Researchers from University College London, University of York, University of Liverpool and University of Bristol found in a study (pdf) that has not yet been peer reviewed that the CCP (Chinese Communist Party) virus, otherwise known as the coronavirus, does not appear to pose a significant risk to children compared to other age groups.

The study concluded: “The risk of withdrawal of CYP (children and youth) from their normal activities through education and social events may prove to be a greater risk than that of SARS-CoV-2 itself. . ” Another name for the CCP virus is SARS-CoV-2.

It was revealed in the study that only 25 children under the age of 18 died from COVID-19 from the start of the pandemic until the end of February 2021. Around 61 children in total died after testing positive, but in 36 cases it was found. the virus “did not contribute to their death”.

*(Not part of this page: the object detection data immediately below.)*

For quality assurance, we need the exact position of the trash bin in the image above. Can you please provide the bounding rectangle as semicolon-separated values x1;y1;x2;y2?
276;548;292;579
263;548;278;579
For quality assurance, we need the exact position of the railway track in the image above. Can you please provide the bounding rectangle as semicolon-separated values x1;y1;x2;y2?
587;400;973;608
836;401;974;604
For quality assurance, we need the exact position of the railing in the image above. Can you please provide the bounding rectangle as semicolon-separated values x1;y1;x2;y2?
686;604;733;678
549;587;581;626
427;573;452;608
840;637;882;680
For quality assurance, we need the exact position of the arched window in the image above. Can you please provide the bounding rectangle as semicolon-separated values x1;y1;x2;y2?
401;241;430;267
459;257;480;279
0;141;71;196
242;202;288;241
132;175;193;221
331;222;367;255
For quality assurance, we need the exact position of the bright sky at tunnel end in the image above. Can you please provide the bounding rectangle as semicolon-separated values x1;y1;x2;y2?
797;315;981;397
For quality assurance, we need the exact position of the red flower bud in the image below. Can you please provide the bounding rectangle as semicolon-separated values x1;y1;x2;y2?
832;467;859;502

But during the same period, there were 124 child suicides and 268 trauma deaths, the study authors found, while noting that the virus is “rarely fatal” to children.

“These new studies show that the risks of serious illness or death from SARS-CoV-2 are extremely low in children and young people,” said Professor Russell Viner of University College London, senior author of the study, in a statement released this week. “Our new findings are important because they will inform protection guidelines for young people as well as decisions about the vaccination of adolescents and children, not only in the UK but internationally.”

York University Professor Lorna Fraser added that “even when we found higher risks for some groups with serious medical conditions, those risks were still very low compared to the risks seen in adults,” explaining that people should know that the risk of COVID-19 for children “is very low”.

Meanwhile, Dr Elizabeth Whittaker of Imperial College London said researchers hope “the data will be reassuring for children and young people and their families.”

In November, a British researcher issued a warning that COVID-19 lockdowns are causing an increase in the number of children harming themselves and drug overdoses in children.

“Children are a tribe lost in the pandemic. While they remain (for the most part) surprisingly immune to the health consequences of COVID-19, their lives and daily routines have been turned upside down, ”wrote Dr John Wright of Bradford Royal Infirmary at the time.